Recent research has found a positive relationship between anger, aggressiveness, general aggressive behavior, antisocial behavior toward opponents and teammates, and the experience of and expression of anger . This supports previous findings that antisocial traits may often lead to outbursts of anger, especially within training, practices, and games . Due to their pride being built upon the praise of others, many successful athletes are insecure or have fragile egos and may exhibit rage and aggression when confronted with real or imagined threats to their sense of self-worth [7, 31]. The loss of praise and increase of criticism due to a poor performance or decision by an athlete can “injure” the ego, which can lead to a response of “impulsive and explosive rage” as they deal with a cycle of praise and criticism that is uncommon in other populations. .

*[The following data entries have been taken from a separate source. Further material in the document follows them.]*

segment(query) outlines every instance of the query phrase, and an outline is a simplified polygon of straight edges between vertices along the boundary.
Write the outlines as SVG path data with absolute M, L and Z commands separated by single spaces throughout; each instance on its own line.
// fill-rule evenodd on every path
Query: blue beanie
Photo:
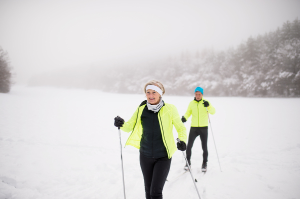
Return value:
M 200 87 L 198 87 L 197 88 L 196 88 L 196 89 L 195 89 L 195 93 L 197 91 L 200 91 L 201 92 L 201 93 L 202 93 L 202 94 L 203 95 L 203 88 Z

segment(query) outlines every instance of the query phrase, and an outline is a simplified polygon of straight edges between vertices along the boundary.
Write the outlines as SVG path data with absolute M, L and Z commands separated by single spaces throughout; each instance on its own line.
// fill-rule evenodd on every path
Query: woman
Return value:
M 126 132 L 132 131 L 126 145 L 140 149 L 146 199 L 162 199 L 172 157 L 176 150 L 173 125 L 182 141 L 177 143 L 177 148 L 182 151 L 186 149 L 186 129 L 176 107 L 162 101 L 164 88 L 160 82 L 148 82 L 144 91 L 147 100 L 140 105 L 127 122 L 116 117 L 114 126 Z

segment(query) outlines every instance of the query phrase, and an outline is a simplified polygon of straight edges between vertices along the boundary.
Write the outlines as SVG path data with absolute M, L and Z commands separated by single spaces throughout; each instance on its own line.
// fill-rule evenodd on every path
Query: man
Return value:
M 214 115 L 216 113 L 214 108 L 210 104 L 208 101 L 203 98 L 203 88 L 198 87 L 195 89 L 195 98 L 190 103 L 188 110 L 182 116 L 182 122 L 186 122 L 186 120 L 192 115 L 192 123 L 190 130 L 188 141 L 186 148 L 186 159 L 190 167 L 190 157 L 192 156 L 192 148 L 194 142 L 198 136 L 200 136 L 202 149 L 203 150 L 203 163 L 202 164 L 202 171 L 206 172 L 208 162 L 208 112 Z M 184 168 L 185 170 L 188 170 L 187 164 Z

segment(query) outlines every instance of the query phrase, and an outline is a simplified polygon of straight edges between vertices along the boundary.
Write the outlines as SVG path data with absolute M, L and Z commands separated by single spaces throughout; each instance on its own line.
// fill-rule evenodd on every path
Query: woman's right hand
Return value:
M 118 116 L 114 118 L 114 126 L 117 127 L 122 127 L 124 124 L 124 120 L 120 117 Z

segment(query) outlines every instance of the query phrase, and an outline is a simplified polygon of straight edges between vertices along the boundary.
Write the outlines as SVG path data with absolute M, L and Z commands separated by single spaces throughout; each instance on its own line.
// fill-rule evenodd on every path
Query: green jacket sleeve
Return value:
M 188 104 L 188 110 L 186 110 L 186 112 L 184 114 L 184 118 L 186 120 L 188 119 L 190 116 L 192 115 L 192 108 L 190 108 L 190 103 Z
M 173 106 L 172 109 L 172 123 L 178 133 L 178 138 L 186 143 L 186 128 L 182 121 L 175 106 Z
M 123 126 L 120 128 L 122 131 L 129 133 L 134 129 L 134 127 L 136 125 L 136 118 L 138 117 L 138 112 L 139 108 L 140 107 L 138 107 L 138 109 L 136 112 L 134 112 L 134 115 L 132 116 L 131 118 L 127 122 L 124 122 L 124 124 L 123 124 Z

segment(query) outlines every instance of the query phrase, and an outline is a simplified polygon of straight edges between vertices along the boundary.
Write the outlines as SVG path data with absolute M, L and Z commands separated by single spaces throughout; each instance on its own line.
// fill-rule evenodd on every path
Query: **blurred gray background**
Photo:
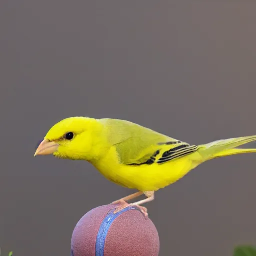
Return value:
M 134 192 L 34 158 L 62 118 L 128 120 L 193 144 L 256 134 L 256 3 L 2 0 L 0 246 L 70 256 L 90 210 Z M 146 205 L 164 256 L 256 243 L 254 154 L 208 162 Z M 145 206 L 146 206 L 145 205 Z

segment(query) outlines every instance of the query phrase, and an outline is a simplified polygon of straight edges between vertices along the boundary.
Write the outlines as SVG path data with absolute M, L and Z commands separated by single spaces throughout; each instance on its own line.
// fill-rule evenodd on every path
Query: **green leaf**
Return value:
M 256 248 L 251 246 L 240 246 L 234 248 L 234 256 L 256 256 Z

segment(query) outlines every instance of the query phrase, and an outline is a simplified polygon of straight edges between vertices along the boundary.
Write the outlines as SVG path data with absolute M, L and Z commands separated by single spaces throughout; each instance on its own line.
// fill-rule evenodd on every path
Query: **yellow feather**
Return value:
M 74 134 L 70 141 L 64 138 L 68 132 Z M 59 145 L 56 156 L 88 160 L 109 180 L 143 192 L 169 186 L 208 160 L 256 152 L 237 148 L 256 136 L 191 146 L 131 122 L 106 118 L 67 118 L 45 138 Z

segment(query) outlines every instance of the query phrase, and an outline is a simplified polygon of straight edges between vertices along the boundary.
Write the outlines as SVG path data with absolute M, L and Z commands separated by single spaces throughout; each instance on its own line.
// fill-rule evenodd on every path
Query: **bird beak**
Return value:
M 53 154 L 57 151 L 59 144 L 54 142 L 49 142 L 48 140 L 44 140 L 40 144 L 34 157 L 36 156 L 43 156 Z

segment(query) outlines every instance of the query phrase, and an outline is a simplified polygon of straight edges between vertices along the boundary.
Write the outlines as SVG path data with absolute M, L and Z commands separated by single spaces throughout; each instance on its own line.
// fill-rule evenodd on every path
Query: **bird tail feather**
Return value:
M 256 148 L 236 148 L 256 140 L 256 136 L 222 140 L 200 145 L 198 152 L 204 160 L 238 154 L 256 153 Z

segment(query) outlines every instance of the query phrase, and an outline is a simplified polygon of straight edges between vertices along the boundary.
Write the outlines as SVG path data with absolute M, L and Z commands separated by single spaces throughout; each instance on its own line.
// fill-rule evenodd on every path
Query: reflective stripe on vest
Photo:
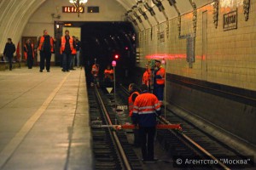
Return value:
M 155 110 L 160 110 L 160 104 L 155 95 L 149 93 L 142 94 L 136 99 L 133 113 L 154 114 Z
M 93 65 L 91 67 L 91 74 L 93 76 L 97 76 L 99 73 L 99 67 L 97 67 L 96 65 Z
M 162 85 L 165 84 L 165 72 L 166 70 L 163 67 L 160 67 L 160 70 L 157 71 L 155 75 L 160 75 L 162 78 L 156 78 L 156 83 Z
M 150 80 L 150 71 L 146 71 L 143 76 L 143 84 L 146 84 L 147 86 L 148 86 L 149 80 Z
M 133 92 L 128 98 L 128 103 L 129 103 L 129 116 L 132 116 L 132 110 L 133 110 L 133 105 L 134 103 L 132 101 L 132 95 L 134 94 L 137 94 L 137 95 L 139 95 L 140 94 L 138 92 Z
M 40 51 L 42 50 L 42 48 L 44 46 L 44 37 L 42 36 L 41 38 L 40 38 L 39 46 L 38 46 L 38 49 Z M 52 39 L 51 37 L 49 37 L 49 44 L 50 44 L 50 52 L 54 52 L 54 49 L 53 49 L 53 39 Z
M 66 38 L 65 38 L 65 36 L 63 36 L 61 37 L 61 54 L 62 54 L 62 52 L 65 50 L 65 44 L 66 44 Z M 70 49 L 71 49 L 71 52 L 73 51 L 73 37 L 70 37 L 69 38 L 69 45 L 70 45 Z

Elite athletes are a unique population that can provide uncommon challenges, but they also have strengths and circumstances that make them good candidates for psychiatric treatment. The goal of treatment is to improve mental health in order to maintain peak athletic functioning. Psychotherapy is a common form of treatment for mental health issues and may be particularly effective for elite athletes in the form of individual psychotherapy, marital/family psychotherapy, or group psychotherapy. Due to the nature of the elite athlete population, mental health clinicians may face several unique challenges in providing services to these individuals. These include diagnostic ambiguity, barriers to help-seeking behaviors, altered expectations about services, and personality factors. Elite athletes face many pressures and stressors that are not common to the general population. Mental health professionals should keep these considerations in mind during treatment and work to normalize and reduce stigma towards receiving mental health services within the elite athlete population.